A l’occasion du 56ème anniversaire de l’accession de la Guinée à l’indépendance, le président Alpha Condé, procédera au dépôt d’une gerbe de fleurs ce jeudi 2 octobre à la Place des martyrs (Kaloum). Mais avant, il a tenu son discours traditionnel de l’anniversaire de l’indépendance. Lisez.
Guinéennes, Guinéens,
Ce 2 octobre 2014, 56ème Anniversaire de l’Indépendance de notre pays, se déroule dans un contexte particulièrement difficile pour nos populations. J’ai décidé que les festivités commémoratives qui devraient se dérouler à Mamou soient reportées à une date plus propice. Notre peuple fait face à une grande épidémie qui touche certains de nos pays voisins et qui est aujourd’hui qualifiée de menace mondiale par la communauté internationale.

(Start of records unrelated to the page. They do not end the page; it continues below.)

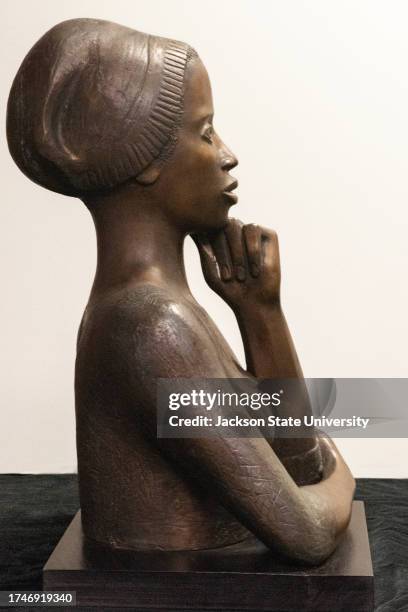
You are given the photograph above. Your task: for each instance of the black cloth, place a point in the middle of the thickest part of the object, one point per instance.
(35, 510)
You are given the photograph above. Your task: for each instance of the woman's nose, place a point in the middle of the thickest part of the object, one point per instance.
(228, 159)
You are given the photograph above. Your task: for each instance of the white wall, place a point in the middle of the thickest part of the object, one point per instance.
(313, 99)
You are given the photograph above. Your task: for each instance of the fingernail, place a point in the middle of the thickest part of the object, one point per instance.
(240, 272)
(254, 270)
(225, 272)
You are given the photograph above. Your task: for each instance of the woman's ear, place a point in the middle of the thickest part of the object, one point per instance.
(150, 175)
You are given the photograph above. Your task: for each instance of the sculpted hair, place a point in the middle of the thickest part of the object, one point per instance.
(94, 104)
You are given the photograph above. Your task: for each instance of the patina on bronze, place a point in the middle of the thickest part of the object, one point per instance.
(124, 121)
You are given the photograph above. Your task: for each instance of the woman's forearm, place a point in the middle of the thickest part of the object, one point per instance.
(270, 353)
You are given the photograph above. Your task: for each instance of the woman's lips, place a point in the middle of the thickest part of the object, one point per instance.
(232, 198)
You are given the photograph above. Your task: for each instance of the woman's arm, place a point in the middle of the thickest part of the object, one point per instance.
(242, 265)
(245, 474)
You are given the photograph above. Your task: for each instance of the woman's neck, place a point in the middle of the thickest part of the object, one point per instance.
(136, 243)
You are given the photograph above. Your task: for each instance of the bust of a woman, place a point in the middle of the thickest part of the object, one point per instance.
(124, 121)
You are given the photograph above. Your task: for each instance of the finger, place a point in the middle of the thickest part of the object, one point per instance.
(233, 232)
(221, 251)
(270, 249)
(252, 239)
(208, 259)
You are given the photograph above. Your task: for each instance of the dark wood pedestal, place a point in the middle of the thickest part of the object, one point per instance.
(244, 577)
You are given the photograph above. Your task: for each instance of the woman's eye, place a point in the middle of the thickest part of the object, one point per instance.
(209, 133)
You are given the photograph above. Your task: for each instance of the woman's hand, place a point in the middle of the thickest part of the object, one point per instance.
(241, 264)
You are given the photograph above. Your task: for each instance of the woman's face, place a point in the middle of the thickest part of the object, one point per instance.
(195, 181)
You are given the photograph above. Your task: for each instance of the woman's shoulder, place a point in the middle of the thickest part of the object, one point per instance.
(143, 309)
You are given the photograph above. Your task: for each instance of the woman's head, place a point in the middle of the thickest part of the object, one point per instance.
(95, 104)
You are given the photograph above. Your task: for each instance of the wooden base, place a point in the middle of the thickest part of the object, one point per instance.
(246, 576)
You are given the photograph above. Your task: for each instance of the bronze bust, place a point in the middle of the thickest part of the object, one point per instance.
(124, 121)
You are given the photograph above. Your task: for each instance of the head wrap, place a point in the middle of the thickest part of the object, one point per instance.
(94, 103)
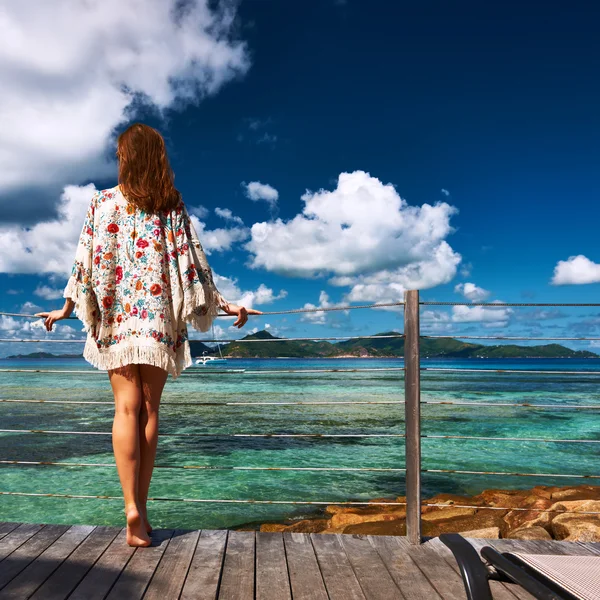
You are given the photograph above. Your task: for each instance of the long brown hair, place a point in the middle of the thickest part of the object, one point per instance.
(145, 175)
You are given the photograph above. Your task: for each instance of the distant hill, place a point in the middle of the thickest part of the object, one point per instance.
(391, 348)
(365, 348)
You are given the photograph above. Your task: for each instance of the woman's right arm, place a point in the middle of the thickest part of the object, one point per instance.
(202, 269)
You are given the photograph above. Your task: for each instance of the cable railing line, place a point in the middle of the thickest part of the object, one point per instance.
(412, 374)
(494, 304)
(508, 439)
(228, 341)
(207, 467)
(271, 312)
(322, 402)
(320, 435)
(329, 338)
(202, 371)
(299, 402)
(376, 305)
(539, 372)
(245, 468)
(503, 337)
(516, 404)
(485, 507)
(309, 502)
(507, 474)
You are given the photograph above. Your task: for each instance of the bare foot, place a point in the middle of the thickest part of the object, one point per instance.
(136, 534)
(145, 517)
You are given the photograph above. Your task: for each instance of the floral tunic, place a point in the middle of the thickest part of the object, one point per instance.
(136, 281)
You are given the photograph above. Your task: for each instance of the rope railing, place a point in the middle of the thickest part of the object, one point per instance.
(296, 402)
(324, 402)
(401, 435)
(411, 371)
(206, 467)
(194, 372)
(304, 502)
(244, 468)
(192, 435)
(228, 341)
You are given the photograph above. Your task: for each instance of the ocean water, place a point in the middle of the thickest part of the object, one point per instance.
(268, 381)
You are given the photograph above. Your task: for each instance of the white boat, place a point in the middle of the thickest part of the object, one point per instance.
(204, 360)
(209, 360)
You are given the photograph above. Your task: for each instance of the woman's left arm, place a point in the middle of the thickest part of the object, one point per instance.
(57, 315)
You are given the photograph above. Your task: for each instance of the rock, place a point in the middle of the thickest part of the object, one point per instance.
(572, 527)
(535, 532)
(304, 526)
(334, 509)
(449, 500)
(545, 491)
(482, 519)
(397, 527)
(507, 498)
(516, 519)
(577, 506)
(444, 514)
(363, 515)
(489, 533)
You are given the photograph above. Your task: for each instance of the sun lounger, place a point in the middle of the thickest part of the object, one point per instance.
(547, 577)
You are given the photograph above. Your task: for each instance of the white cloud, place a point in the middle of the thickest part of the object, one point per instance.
(248, 298)
(45, 291)
(320, 317)
(219, 239)
(576, 270)
(365, 235)
(482, 314)
(255, 190)
(74, 70)
(226, 214)
(471, 292)
(49, 247)
(198, 211)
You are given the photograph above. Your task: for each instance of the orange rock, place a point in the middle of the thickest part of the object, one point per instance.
(365, 515)
(516, 519)
(489, 533)
(444, 514)
(573, 527)
(304, 526)
(534, 532)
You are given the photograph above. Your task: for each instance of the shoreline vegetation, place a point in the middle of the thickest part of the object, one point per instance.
(383, 348)
(492, 514)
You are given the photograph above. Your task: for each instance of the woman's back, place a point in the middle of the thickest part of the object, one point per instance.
(139, 278)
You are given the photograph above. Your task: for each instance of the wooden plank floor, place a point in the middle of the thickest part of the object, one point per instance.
(55, 562)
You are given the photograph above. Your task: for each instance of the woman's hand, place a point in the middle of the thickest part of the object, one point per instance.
(52, 317)
(242, 314)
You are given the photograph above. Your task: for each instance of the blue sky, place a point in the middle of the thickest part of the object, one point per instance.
(446, 147)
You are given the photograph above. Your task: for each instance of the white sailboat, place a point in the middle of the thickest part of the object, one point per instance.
(204, 360)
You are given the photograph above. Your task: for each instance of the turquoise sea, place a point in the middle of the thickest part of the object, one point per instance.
(269, 381)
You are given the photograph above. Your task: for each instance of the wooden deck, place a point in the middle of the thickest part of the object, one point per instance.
(81, 562)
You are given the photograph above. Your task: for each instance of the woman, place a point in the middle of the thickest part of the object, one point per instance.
(139, 277)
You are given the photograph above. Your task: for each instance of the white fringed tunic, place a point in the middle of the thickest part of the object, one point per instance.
(137, 280)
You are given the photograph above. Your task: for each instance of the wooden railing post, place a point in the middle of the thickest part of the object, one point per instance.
(412, 407)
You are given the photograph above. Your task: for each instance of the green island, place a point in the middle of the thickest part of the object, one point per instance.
(385, 347)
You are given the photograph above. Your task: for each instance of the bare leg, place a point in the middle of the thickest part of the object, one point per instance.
(153, 381)
(126, 385)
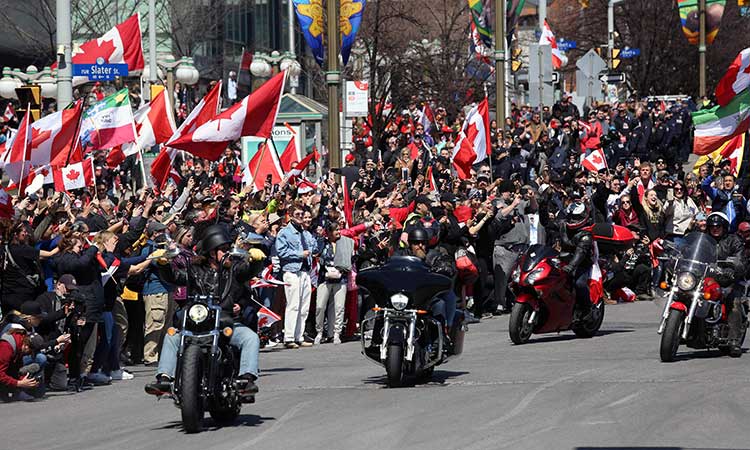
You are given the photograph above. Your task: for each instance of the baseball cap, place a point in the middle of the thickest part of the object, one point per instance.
(69, 281)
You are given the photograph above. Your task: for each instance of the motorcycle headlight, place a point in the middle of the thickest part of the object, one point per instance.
(198, 313)
(399, 301)
(534, 275)
(686, 281)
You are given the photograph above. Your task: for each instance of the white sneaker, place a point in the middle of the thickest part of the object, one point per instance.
(98, 378)
(121, 374)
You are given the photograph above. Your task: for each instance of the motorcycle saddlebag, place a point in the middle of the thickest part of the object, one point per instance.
(611, 238)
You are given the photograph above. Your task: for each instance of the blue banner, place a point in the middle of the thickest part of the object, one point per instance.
(351, 18)
(310, 17)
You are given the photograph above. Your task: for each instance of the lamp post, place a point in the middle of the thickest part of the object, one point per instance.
(265, 65)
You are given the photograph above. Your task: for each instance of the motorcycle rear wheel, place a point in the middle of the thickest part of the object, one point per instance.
(589, 328)
(670, 338)
(190, 390)
(519, 328)
(394, 365)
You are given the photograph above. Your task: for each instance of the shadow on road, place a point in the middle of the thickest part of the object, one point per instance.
(568, 336)
(209, 425)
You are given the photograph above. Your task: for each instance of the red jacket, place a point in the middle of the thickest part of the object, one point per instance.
(10, 361)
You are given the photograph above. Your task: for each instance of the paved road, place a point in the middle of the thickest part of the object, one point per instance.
(556, 392)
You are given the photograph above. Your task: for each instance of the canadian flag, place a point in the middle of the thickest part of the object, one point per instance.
(154, 124)
(9, 113)
(473, 144)
(75, 176)
(736, 80)
(595, 161)
(120, 45)
(52, 136)
(266, 317)
(290, 155)
(6, 204)
(548, 38)
(264, 163)
(208, 107)
(255, 115)
(302, 165)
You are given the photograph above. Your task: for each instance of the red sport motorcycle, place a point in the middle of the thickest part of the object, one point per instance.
(546, 299)
(695, 313)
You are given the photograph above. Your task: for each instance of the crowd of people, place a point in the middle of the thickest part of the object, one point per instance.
(84, 294)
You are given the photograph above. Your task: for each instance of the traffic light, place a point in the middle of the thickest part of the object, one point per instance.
(29, 96)
(615, 62)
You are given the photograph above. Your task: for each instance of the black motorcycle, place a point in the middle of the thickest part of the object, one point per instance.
(207, 366)
(400, 329)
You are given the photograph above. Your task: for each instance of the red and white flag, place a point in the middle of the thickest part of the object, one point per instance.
(266, 317)
(154, 124)
(290, 155)
(548, 38)
(120, 45)
(9, 113)
(52, 136)
(302, 165)
(473, 144)
(595, 161)
(264, 163)
(255, 115)
(75, 176)
(736, 80)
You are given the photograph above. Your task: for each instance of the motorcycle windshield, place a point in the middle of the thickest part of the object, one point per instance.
(404, 274)
(698, 251)
(534, 255)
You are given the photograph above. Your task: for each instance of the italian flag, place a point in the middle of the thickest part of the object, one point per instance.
(719, 124)
(108, 122)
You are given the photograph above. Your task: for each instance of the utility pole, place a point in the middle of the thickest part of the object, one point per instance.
(64, 64)
(702, 48)
(500, 55)
(152, 70)
(333, 80)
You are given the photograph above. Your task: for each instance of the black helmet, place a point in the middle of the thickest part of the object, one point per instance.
(214, 237)
(717, 219)
(418, 234)
(576, 215)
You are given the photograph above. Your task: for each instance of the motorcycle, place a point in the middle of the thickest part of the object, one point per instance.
(545, 298)
(400, 330)
(207, 365)
(694, 313)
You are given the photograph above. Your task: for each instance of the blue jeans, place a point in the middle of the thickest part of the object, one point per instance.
(243, 338)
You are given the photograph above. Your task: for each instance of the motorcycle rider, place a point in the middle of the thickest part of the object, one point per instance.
(729, 247)
(580, 243)
(204, 280)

C’est la ville de Mamou qui sera le moment venu le point de convergence de l’ensemble des Guinéens pour cette indépendance ô combien historique que nous célébrerons très prochainement.
Au regard de ses immenses potentialités agro-pastorales et touristiques, cette région s’affirme comme un grand pôle économique en pleine évolution dans le vaste espace du Foutah, et un acteur majeur dans la construction d’un État capable de relever les défis du futur.
Je salue la détermination des forces vives des villes du Foutah qui, dans un contexte souvent difficile, œuvrent au quotidien, avec assurance et confiance, à la transformation qualitative de la Guinée.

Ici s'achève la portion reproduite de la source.